One of the perks of writing this column is the opportunity to follow up reviews I’ve written for the front half of the magazine – it lets me express more personal opinion than would be fair in a full review, as well as taking a longer term perspective. Nokia’s new E75 Qwerty slider phone is a perfect case in point. You may have read the review, which concluded that it’s a cracking little phone, its most staggering feature being the battery benchmark figure of 179 hours – the longest we’ve ever seen. In this column, I’d like to explain how the E75 did so well.

The benchmark we use is fairly simple: the phone is fully charged and then we make one 30-minute silent call and download a 50MB data file. At that point we switch off all alerts, LEDs and so on, then just leave the device on a shelf, in an area with good HSDPA coverage, to check an email account every 30 minutes until its battery finally dies. The POP3 log will then tell us to within 30 minutes what the time of death was.

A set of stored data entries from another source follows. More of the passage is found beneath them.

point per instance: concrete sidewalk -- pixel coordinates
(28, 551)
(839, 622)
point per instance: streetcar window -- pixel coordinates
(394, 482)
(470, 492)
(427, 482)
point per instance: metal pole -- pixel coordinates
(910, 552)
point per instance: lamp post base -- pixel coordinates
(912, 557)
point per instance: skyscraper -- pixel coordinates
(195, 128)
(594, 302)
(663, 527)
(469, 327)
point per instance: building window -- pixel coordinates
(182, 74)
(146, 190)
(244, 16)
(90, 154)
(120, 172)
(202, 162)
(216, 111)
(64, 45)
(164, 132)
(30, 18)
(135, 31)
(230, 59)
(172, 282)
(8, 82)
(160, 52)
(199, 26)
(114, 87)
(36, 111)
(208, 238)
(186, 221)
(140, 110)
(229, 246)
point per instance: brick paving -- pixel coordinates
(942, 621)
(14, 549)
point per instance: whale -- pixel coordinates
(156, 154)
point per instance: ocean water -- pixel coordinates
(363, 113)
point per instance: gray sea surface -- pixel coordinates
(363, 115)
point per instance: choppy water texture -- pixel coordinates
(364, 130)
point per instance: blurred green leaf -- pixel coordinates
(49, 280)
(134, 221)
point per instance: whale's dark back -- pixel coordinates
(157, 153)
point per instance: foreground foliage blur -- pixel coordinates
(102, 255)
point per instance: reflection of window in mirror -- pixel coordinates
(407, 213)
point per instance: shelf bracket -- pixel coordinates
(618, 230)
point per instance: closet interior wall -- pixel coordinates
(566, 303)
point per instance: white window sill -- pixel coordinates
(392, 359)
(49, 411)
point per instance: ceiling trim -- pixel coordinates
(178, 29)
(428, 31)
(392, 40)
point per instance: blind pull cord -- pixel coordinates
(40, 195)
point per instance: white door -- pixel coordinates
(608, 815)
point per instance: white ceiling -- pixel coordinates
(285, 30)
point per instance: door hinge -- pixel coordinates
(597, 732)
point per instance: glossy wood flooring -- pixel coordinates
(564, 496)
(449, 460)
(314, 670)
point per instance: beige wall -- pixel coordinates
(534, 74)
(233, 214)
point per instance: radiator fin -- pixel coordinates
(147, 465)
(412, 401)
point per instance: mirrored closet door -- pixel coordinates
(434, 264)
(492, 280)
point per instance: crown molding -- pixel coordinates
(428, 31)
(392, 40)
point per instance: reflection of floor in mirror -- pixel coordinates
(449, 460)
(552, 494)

To be honest, I didn’t believe that initial 179 hours figure (which I’d achieved using a Vodafone SIM in the phone) so I re-tested it using Orange – the thinking being that maybe a 1,800MHz network would give a different result to Vodafone’s 900MHz. The second test gave an almost identical result.
Further tests I’ve done make it clear that it’s actually the standby battery consumption that’s so stunning on this phone. I’ve spent several days using it intensively, making regular use of its GSM, 3G and Wi-Fi radios – and, of course, the screen backlight, which is typically the most power-hungry component in any phone – and under such “power user” conditions the battery lasts only two or three days, much the same as a typical BlackBerry.
But it’s important to note that the PC Pro battery rundown benchmark takes into account that most people don’t use their phone this way – they’ll leave it in a pocket and make occasional calls, or send infrequent emails and texts, and it’s under such real-world usage that the E75 really shines. Does that imply that it’s good for only lightweight users and not for power users? Not at all! Its superb low-usage battery life is certainly a headline-grabbing feature, but there’s a lot more to the E75 than its standby mode.
Solid gold easy action
Two things struck me when I first pulled this phone from its box. The first was that it’s very slim for a slider phone, barely a couple of millimetres deeper than an iPhone at 14.4mm against 12.3mm. I’m really impressed that Nokia managed this with its very first sliding keyboard phone, especially as HTC – which has built several generations of phones in this form-factor over several years – could manage only 17mm with its latest one. What’s more, the sliding mechanism of the E75 feels very well engineered with an action that feels really solid.
That brings me on to my second initial observation: build quality. I’ve always been a fan of Nokia’s E series – perhaps not always in terms of usability – but what’s always struck me is how well they’re bolted together. I’m usually leery of car analogies, but here one is inescapable: think of the solidity of European built cars compared to those from the Far East, with heavy doors that go “thunk” rather than tinny things that go “clink”, and switches that feel hewn from quality plastic rather than recycled Coca Cola bottles. The E75 has that same “European” feel, so there was no surprise when I pulled out the battery to inspect the label and underneath it says “Made in Finland”.